Transport for London have submitted a scoping report to Greenwich council for a development on the patch of land to the immediate north of Kidbrooke station. The plans, drawn up alongside Network Rail, would see up to 400 homes built.
TfL and Network Rail are looking at building to similar heights as the recently approved Berkeley Homes tower shown above, which is just the other side of the railway station. This section of the 4200 home Ferrier estate rebuild is expected to begin sales soon.
The station, which would sit between the two schemes, is currently undergoing a modest rebuild. Rapid passenger growth, at 19% last year, will likely continue with other stages of ‘Kidbrooke Village’ underway, such as 1518 homes at ‘Meridian Grove’, and 1311 at the ‘Blackheath quarter’ to the north east of the site.
The screening opinion is only the very first stage of the planning process, and a starting point for discussions. Greenwich council could object to the height and numbers of homes, though I can’t see why. It seems a perfect spot for high density – near another tower, beside a station with quick links to central London, and with industrial units and vacant land for neighbours. But it requires central government ordering more trains for the area so infrastructure can cope.

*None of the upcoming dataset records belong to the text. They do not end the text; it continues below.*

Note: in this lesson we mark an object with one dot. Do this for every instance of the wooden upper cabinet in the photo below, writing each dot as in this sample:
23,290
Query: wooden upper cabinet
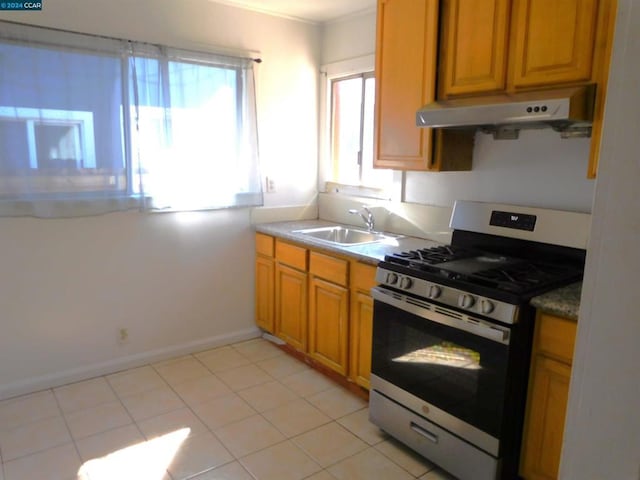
473,49
406,64
553,41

The bus stops would be incorporated in any new development. Here’s a bit more detail from the application:
I’m glad to see TfL and Network Rail utilising the vacant land they hold at many stations across London. Unfortunately there are heavy restrictions on them developing directly, as is common abroad, and so have to sell or partner with private developers who are often in no rush to build.
The still unbuilt scheme above Woolwich DLR station, almost 7 years after it was sold to Oakmayne, is a stark example of that. The Conservative government have resisted pressure to levy a charge on landbanking developers who don’t proceed with plans within a set time. It’s likely that if approval is given at Kidbrooke, the site will then be sold to a developer, and it’s a case of hoping they actually start building to solve London’s housing crises.
To see the application search 15/2507/EIA on Greenwich council’s planning page.